Desde o começo, a obra se mostra estimulante, apresentando um protagonista com um buraco existencial e um passado trágico. Foi legal perceber as mudanças que ele ganhou ao longo da trama. Tem um arco fechadinho, de um homem apartado do seu meio para um cidadão que retoma seus objetivos. Acho que a trama dá um protagonismo meio exagerado a ele em trechos finais, mas de modo consistente.
A representatividade de instâncias culturais, linguísticas e ambientais do Brasil está contida no texto, e se mistura de maneira complementar e coesa com os estrangeirismos e termos em Inglês.
Quanto aos outros personagens, a obra me surpreendeu ao abordar algumas partes sob o ponto de vista deles, pois esperava que a narração fosse reduzir à de Adam. Cada um tem seu tempo de cena necessário e coerente. Amanda é um ótimo apêndice da narrativa, assim como Marcos, com sua arrogância, Albuquerque - intelectual blasé que desconfiei até o desenlace -, Juliana, meio perdida mas também com seu devido lugar, Pedro - cuja amabilidade infantil me cativou -, e até as outras figuras menos aparentes. Rogéria ocupou bem seu papel na pele da mística enigmática. Pude imaginar a dona da livraria muito bem em seus trajes whimsygoth.

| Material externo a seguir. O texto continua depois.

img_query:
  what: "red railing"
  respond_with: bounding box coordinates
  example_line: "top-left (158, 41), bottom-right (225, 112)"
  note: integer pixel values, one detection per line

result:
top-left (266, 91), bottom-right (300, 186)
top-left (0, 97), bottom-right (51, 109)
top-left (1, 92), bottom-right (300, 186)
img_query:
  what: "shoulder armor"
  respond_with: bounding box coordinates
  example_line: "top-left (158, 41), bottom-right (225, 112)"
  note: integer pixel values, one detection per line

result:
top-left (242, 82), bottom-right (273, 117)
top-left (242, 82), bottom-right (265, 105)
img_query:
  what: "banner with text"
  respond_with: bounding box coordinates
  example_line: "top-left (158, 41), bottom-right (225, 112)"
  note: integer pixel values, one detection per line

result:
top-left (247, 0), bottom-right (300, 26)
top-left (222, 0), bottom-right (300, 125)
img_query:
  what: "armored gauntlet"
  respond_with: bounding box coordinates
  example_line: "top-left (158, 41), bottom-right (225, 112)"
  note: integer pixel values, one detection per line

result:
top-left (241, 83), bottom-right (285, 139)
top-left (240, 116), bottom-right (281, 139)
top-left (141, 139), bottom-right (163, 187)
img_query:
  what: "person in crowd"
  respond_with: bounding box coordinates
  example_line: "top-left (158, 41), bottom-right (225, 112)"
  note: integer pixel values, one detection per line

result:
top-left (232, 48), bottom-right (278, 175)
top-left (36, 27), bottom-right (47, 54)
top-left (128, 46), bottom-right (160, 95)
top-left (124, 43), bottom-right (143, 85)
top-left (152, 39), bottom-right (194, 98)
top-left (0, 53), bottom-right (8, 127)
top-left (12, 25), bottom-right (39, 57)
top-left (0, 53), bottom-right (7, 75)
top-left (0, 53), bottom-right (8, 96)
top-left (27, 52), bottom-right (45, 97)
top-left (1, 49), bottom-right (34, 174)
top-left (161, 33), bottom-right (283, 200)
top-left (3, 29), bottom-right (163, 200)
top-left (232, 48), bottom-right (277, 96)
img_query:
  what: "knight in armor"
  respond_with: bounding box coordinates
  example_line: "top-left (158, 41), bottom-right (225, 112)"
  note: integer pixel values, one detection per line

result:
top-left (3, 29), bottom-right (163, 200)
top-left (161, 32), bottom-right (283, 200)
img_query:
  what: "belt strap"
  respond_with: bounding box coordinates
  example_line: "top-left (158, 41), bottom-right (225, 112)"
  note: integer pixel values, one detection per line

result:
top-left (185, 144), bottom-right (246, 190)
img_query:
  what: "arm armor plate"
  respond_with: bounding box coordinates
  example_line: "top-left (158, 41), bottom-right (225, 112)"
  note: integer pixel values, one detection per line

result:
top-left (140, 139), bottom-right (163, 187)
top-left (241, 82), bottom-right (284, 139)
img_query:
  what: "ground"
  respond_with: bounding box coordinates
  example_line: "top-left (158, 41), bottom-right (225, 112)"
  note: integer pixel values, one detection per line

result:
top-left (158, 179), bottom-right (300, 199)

Todos têm uma dinâmica de cenas muito daora, apesar de alguns diálogos terem parecido meio redundantes. Os alívios cômicos funcionaram em várias partes, em outras, só estavam ali (e talvez tenham funcionado com outros leitores, vai saber).
A escrita de Callari é sucinta e objetiva. Pontos de destaque são as descrições muito detalhistas, o horror gore e os fluxos de consciência - que não se delongam e nem são tão filosóficos como vemos em outras obras, assumindo a dose certa. Definitivamente amei os trechos narrados por um personagem que, futuros leitores verão, é o principal antagonista. Ali a linguagem assume outros campos, vemos a magia do jogo das palavras, da sintaxe e da escolha lexical. Algumas passagens me marcaram de maneira profunda. Nas cenas da batalha final, pude ter de volta o gosto de trechos de ação sinestésicos e muito bem descritos, reforçando o tempo todo a escatologia do momento.
[spoilers]
Meu ponto negativo está no instante onde o Adam invade o território daquela raça antiga. O trajeto ali foi rápido demais e não teve como ser aproveitado em todo o seu potencial. Ficou um pouco “fácil” em demasia tirar a criança de lá. Parece que o perigo não foi “perigoso” o suficiente, sabe?
[fim do spoiler]
Enfim, “A Floresta das Árvores Retorcidas” trouxe diversão, temor, aflição e alguma poesia apocalíptica em seu desfecho. O design gráfico é incrível. Imagens horripilantes que passam uma sensação de desconforto e horror visual assertivos. Uma diagramação a qual remonta a ideia de que estamos lendo um livro ancestral, quase como se simulasse a própria Bíblia, onde o corte frontal é do mesmo tom de vermelho do tomo religioso. Não se trata de uma leitura veloz, mas vale bastante a pena.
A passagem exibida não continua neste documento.